One of the Steps in the ‘Seven Stages’ model, is Pain & Guilt. I did not feel pain. The veil that comes over me in the weeks and months after my life-long partner’s death was not so much pain as anesthesia. There were many periods of unbidden sadness and tears, but more anguish than pain; and numbness. But guilt? Yes, guilt. Guilt about the unresolved conflict in the marriage. Guilt about things we, or more accurately Marlene wanted us to do but there was always some reason (not unreasonable) why we didn’t. And guilt about failing her. I had been through a period of therapy about twelve years before Marlene died, and one of the things I discovered about my core identity (or possibly, Life Traps) is that my life purpose is to take care of the significant other in my life. No doubt this started with my mother (I was the eldest [son] with an itinerant father) but transferred to Marlene: my purpose in life was to take care of her. And I had failed. Marlene had died. And not only had I failed to take care of her, I no longer had a purpose for my life. The logical conclusion was to end my life. My grief counselor tried to dissuade me of this but it is hard for the rational mind to overcome his emotional core.

‘Have you thought of how you would do that?,‘ she asked, in that professional coy way therapists have.
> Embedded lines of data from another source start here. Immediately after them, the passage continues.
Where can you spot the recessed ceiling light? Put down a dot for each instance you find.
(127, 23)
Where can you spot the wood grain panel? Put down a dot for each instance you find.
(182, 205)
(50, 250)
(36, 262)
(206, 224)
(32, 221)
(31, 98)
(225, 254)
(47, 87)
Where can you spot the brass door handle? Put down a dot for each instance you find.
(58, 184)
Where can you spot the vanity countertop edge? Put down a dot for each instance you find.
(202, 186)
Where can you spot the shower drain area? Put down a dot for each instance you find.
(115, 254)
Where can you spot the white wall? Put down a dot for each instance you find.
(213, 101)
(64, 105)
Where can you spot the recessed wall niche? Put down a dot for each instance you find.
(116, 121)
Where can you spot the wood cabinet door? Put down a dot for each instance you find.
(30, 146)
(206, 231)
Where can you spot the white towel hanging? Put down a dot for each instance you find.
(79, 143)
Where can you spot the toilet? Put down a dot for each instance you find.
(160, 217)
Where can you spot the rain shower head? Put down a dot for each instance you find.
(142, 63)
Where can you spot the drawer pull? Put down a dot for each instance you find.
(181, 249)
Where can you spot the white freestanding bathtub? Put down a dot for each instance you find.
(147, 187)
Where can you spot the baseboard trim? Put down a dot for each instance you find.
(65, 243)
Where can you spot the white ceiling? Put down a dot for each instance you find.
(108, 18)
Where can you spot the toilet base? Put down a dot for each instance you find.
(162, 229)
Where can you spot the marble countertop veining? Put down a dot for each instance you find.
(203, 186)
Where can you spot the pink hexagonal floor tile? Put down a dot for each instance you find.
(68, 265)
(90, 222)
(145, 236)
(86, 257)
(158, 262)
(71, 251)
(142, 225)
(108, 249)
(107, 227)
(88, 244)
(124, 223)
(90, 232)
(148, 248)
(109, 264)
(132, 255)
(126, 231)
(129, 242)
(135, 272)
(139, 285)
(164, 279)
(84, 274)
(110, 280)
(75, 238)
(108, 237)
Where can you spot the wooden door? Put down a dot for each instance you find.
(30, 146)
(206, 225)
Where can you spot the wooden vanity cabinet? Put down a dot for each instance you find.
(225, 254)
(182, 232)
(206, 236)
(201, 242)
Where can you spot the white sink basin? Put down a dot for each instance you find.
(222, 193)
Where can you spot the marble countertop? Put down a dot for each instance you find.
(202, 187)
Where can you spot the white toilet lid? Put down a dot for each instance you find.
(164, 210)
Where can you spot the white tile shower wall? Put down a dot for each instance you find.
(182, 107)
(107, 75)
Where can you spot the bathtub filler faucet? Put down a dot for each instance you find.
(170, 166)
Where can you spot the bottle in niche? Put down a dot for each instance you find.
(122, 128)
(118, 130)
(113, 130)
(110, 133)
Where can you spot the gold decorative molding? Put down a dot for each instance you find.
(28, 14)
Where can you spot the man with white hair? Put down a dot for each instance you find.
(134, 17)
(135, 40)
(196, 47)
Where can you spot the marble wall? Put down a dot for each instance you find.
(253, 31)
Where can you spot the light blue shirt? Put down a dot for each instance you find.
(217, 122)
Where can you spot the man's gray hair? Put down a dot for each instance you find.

‘Yes,’ I replied. Her interest perked up. ‘How would that go?’

‘I would sit in my car in the garage with the engine running, listening to Beethoven’s Seventh Symphony. But with the way modern cars are built, the carbon monoxide would not build up to lethal levels before the symphony ended and I would by then have changed my mind.’ Then I looked at her and winked. We both knew at that point, I wasn’t going to commit suicide. But the question of life’s purpose persisted.

As to the other steps in the Seven Stage model, I just wanted to skip these. I know I had issues with Anger, but I was not into Bargaining. Life is suffering, said the Buddha, and the only solution is resilience. I suppose I was actually in denial about the Depression, Reflection, Loneliness phase. I did a lot of Reflecting, but that is my nature, and I know I was preoccupied with Loneliness. I think I had felt lonely through much of my conventional marriage, and certainly I felt alone with my worries and fears while caring for Marlene in her last years.

In my career counseling practice it was quite common for my clients to skip straight from ‘shock’ to Testing and Resolution. I was always doubtful of this claim but had to let them work through these steps themselves. Maybe they were resilient enough, and lucky enough, to get to the next part of their lives relatively unscathed. And now I understood this myself. I wanted to skip these awful steps and just focus on Reconstructing and Resolution.

And the ‘solution’ was right in front of me – or so I thought.